The Emirates had initiated its drive to diversify and to keep its economy flourishing, as it planned to end the dependency on oil. Over the years, it has managed to construct pillars of tourism and real estate to support the economic structure. The UAE is now aiming for stars, with an addition of space programs to the development process. The hopes are high, but the base of the country’s constitution remains hollow.

Last month, seeds of the UAE Mars mission 2020 were planted, which will start reap the results from February 2021 till next two years. The Mars probe has been named Al-Amal, meaning hope, where an orbiter which has been launched to study the red planet from above the planet. On the morning of July 20, a Mitsubishi H-IIA rocket took flight with a UAE spacecraft from the Japanese space center Tanegashima.

After an hour, the 3,000 Pound-Hope orbiter, expected to join a fleet of six other spacecrafts studying Mars, detached itself from the launcher rocket. UAE’s spacecraft is carrying three instruments, including an ultraviolet spectrometer, an infrared spectrometer and a camera. From an orbit, whose height above the surface varies from 12,400 miles to 27,000 miles, the orbiter will enable the scientists to fetch the Martian weather updates throughout the day.

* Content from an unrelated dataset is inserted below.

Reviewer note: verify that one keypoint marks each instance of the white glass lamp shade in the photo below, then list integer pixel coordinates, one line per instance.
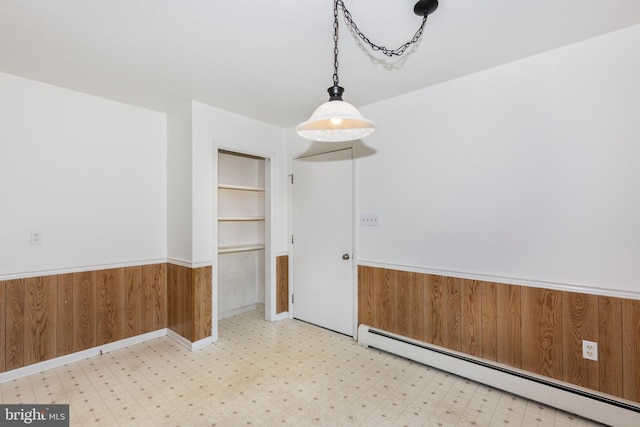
(335, 121)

The UAE Mars mission 2020 will probe into the effects of dust storms and other weather phenomena on the red planet’s atmosphere into space. However, the Gulf nation appears to have blinded to the recession that its Emirate cities like Dubai and Abu Dhabi are witnessing.

Moody’s Corporation estimated that Dubai’s economy will witness acute negative growth and fiscal implications, due the COVID-19 pandemic. In the first quarter, the city’s real gross domestic product (GDP) shrank by 3.5 per cent year-on-year. The prolonged lockdown in Dubai also wounded the economy, where many businesses suffered.

The overall economy of the UAE shrank by 1 per cent year-on-year in the first quarter, where the non-oil GDP dropped by 3 per cent. According to the central bank, as the economic activity slowed down, it could induce an economy contraction by 3.6 per cent for the country, this year.

In an intoxication of creating a liberal image, the country intolerant towards political criticism is only playing on the bragging cards. There is a hype about the UAE Mars mission 2020, but the country’s economic situation is as empty as the red planet that it is attempting to study.